И снова ласково-властным взглядом Иоанн велел Филиппу спросить, но тот, выпучив глаза и набычившись, устоял, приказа не выполнил и на этот раз промолчал. И тогда спросил Иоанн:
— Зачем ты всё это придумал и рассказываешь? Филипп молчал.
— Неужели эти выдуманные теории тебе дороже той живой и прекрасной Тайны, рядом с которой ты живешь и которую даже не чувствуешь?
Филипп молчал.
— Бедный Филипп, — сказал Иоанн. — Как больно и одиноко тебе жить на свете, раз ты придумал это свое восхождение, какую-то красоту и любовь, которую у тебя отняли… Неужели так жестоко и так глубоко тебя ранили?
Филипп перестал идти и остановился. Иоанн тоже остановился.

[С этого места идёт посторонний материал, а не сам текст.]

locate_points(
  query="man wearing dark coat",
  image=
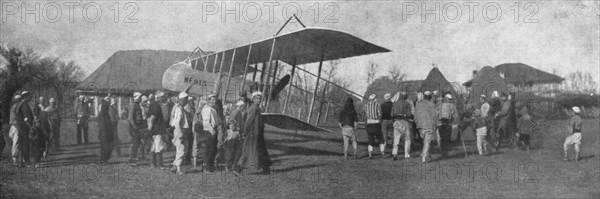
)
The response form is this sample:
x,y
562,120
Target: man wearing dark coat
x,y
24,119
495,107
105,130
83,113
137,126
254,149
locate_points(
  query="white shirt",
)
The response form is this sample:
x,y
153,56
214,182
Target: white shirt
x,y
485,107
210,118
177,115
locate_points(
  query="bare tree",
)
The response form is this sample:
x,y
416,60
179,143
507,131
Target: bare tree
x,y
332,69
25,67
371,72
579,82
395,74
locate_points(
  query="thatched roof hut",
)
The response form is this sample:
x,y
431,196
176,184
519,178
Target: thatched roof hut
x,y
519,74
131,70
436,81
487,81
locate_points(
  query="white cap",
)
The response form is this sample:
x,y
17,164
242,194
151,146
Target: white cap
x,y
372,96
257,93
387,96
159,94
495,94
137,95
212,95
182,95
239,103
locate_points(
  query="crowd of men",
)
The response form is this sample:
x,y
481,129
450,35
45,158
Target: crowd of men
x,y
434,116
187,124
34,129
156,124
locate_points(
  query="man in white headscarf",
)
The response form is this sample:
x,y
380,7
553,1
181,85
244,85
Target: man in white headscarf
x,y
574,137
425,118
211,122
137,126
387,121
254,151
156,130
180,123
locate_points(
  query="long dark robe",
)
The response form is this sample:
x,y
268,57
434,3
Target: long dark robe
x,y
105,131
254,149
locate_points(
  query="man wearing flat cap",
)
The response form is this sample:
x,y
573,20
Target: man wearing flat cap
x,y
211,123
403,111
13,133
24,119
506,120
426,120
137,126
373,113
190,109
156,130
105,130
448,120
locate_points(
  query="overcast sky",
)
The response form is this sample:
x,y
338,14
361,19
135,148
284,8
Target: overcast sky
x,y
560,36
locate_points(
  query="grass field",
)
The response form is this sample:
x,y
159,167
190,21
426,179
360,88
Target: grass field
x,y
309,165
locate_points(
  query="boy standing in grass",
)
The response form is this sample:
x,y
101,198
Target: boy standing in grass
x,y
525,128
480,131
575,134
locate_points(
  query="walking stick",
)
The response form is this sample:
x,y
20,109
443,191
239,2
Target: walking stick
x,y
463,142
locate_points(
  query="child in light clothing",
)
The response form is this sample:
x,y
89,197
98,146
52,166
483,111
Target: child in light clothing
x,y
574,137
481,131
526,126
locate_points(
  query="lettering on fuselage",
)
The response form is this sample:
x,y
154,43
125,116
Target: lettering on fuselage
x,y
190,80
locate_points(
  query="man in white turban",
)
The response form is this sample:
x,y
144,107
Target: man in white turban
x,y
180,123
574,137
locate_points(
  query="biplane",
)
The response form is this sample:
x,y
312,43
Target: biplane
x,y
206,71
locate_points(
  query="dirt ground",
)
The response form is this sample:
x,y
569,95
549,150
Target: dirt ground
x,y
310,165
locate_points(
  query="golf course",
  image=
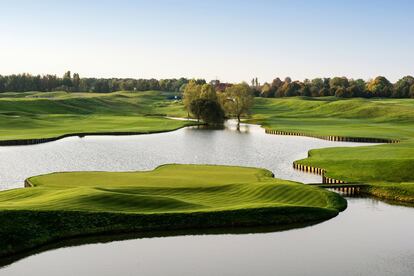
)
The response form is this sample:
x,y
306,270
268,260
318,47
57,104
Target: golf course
x,y
32,116
386,169
171,197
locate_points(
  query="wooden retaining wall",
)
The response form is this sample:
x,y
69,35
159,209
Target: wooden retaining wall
x,y
319,171
333,138
23,142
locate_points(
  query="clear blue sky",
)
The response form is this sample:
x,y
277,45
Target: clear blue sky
x,y
233,40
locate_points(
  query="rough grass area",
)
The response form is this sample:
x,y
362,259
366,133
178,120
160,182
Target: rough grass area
x,y
34,115
63,205
388,168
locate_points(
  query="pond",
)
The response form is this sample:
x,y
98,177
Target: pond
x,y
249,146
369,238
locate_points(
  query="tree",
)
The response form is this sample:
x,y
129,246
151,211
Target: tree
x,y
288,80
305,90
292,89
402,87
191,92
380,87
242,98
266,91
207,91
76,82
412,91
67,79
207,110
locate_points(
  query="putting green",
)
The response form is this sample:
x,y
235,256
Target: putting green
x,y
63,205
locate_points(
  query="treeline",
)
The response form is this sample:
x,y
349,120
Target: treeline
x,y
210,103
73,83
338,86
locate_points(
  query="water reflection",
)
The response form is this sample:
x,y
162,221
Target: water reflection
x,y
247,146
369,238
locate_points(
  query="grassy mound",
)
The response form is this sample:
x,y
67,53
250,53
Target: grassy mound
x,y
35,115
388,168
64,205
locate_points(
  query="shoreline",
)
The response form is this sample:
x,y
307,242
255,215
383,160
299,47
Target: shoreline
x,y
89,224
35,141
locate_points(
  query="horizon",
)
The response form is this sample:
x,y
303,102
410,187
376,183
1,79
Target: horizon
x,y
224,41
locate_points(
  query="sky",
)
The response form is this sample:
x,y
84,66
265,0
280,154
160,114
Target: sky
x,y
230,40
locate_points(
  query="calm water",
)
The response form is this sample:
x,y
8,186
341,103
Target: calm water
x,y
248,147
369,238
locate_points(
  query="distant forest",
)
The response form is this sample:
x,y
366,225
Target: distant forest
x,y
337,86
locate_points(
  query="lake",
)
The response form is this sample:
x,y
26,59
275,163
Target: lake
x,y
369,238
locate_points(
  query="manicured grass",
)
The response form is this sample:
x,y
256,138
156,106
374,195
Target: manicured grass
x,y
388,168
35,115
63,205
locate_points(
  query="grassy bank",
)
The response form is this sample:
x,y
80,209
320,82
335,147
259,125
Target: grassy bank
x,y
35,115
172,197
387,168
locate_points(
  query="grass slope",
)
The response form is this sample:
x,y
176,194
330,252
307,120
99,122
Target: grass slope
x,y
34,115
63,205
388,168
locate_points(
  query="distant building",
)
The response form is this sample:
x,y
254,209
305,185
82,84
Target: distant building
x,y
220,86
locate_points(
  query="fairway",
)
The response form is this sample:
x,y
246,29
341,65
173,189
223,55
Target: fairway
x,y
63,205
388,168
37,115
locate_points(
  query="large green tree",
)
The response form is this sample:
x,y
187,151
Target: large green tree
x,y
241,98
380,87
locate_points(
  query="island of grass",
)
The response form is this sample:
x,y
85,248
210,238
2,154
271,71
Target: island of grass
x,y
172,197
386,170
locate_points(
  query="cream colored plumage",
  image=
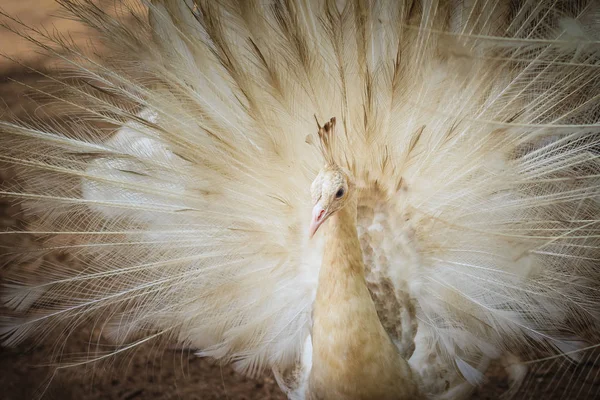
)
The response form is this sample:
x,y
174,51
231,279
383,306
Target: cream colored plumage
x,y
471,129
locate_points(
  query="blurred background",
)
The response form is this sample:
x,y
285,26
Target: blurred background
x,y
151,372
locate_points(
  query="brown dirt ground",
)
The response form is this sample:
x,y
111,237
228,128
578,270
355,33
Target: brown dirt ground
x,y
149,372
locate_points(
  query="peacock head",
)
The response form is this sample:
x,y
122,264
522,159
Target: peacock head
x,y
333,186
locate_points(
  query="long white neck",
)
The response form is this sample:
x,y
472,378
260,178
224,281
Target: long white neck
x,y
353,357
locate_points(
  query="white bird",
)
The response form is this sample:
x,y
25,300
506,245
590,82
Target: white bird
x,y
466,152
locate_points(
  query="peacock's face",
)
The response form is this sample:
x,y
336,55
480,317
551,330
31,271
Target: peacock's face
x,y
330,192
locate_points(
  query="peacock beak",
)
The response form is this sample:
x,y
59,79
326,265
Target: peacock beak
x,y
318,218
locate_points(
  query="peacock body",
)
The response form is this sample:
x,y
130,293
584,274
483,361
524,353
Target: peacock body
x,y
472,132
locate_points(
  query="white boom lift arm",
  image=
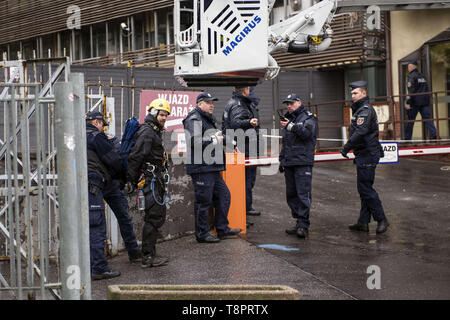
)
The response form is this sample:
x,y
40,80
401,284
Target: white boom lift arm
x,y
227,43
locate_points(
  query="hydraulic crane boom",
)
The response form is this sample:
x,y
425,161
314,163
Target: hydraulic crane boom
x,y
228,43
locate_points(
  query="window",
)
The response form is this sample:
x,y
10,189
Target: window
x,y
99,39
150,30
14,48
125,35
170,24
139,22
28,47
86,49
112,37
65,43
162,26
48,43
3,50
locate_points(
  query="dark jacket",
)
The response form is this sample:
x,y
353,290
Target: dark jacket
x,y
102,158
416,84
196,124
147,148
299,139
238,112
364,129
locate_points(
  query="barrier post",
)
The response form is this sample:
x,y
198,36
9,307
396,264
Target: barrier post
x,y
234,177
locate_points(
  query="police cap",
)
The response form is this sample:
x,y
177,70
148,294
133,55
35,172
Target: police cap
x,y
95,115
358,84
291,98
205,96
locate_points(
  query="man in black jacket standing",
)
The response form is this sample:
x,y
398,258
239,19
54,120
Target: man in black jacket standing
x,y
148,157
420,103
368,151
297,160
241,112
105,168
204,167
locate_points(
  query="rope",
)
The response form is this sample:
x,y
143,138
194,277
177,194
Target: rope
x,y
344,140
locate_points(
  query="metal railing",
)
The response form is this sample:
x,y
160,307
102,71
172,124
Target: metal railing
x,y
394,126
34,213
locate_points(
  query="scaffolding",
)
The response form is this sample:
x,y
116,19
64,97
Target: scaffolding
x,y
43,219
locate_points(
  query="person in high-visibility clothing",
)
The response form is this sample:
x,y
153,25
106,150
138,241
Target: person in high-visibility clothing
x,y
147,156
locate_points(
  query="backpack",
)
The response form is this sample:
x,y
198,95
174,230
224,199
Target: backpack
x,y
128,139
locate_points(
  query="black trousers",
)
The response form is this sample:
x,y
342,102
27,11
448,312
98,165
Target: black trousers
x,y
298,193
155,216
250,178
370,202
210,189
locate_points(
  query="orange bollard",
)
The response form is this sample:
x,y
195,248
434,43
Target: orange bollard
x,y
234,177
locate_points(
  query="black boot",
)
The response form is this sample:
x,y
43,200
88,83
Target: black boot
x,y
253,212
359,227
292,230
302,233
135,256
149,261
382,226
106,275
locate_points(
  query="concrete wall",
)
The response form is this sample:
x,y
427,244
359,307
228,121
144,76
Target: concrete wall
x,y
409,31
439,69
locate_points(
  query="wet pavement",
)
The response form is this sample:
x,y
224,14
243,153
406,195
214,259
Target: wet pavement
x,y
413,257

Иуда продолжал путь, как будто не слышал никакого разговора.
Глава двадцать четвертая
ИСЦЕЛЕНИЕ ФИЛИППА
Одиннадцатый час дня
— Никто меня не обижал, — почти зло начал Филипп, не глядя в лицо Иоанну. — Ни в детстве, ни в юности… Разве природа меня обидела, сделав уродом. Рассказывали, что, когда мать носила меня, осёл ударил ее копытом в живот. Родился я семимесячным и вот таким, как ты видишь меня: без шеи, с выпученными глазами, лысым на всю жизнь. Больше детей мать не могла иметь. Она едва выжила, рожая меня на свет.
Филипп замолчал и с такой обидой посмотрел на Иоанна, словно это он во всем был виноват.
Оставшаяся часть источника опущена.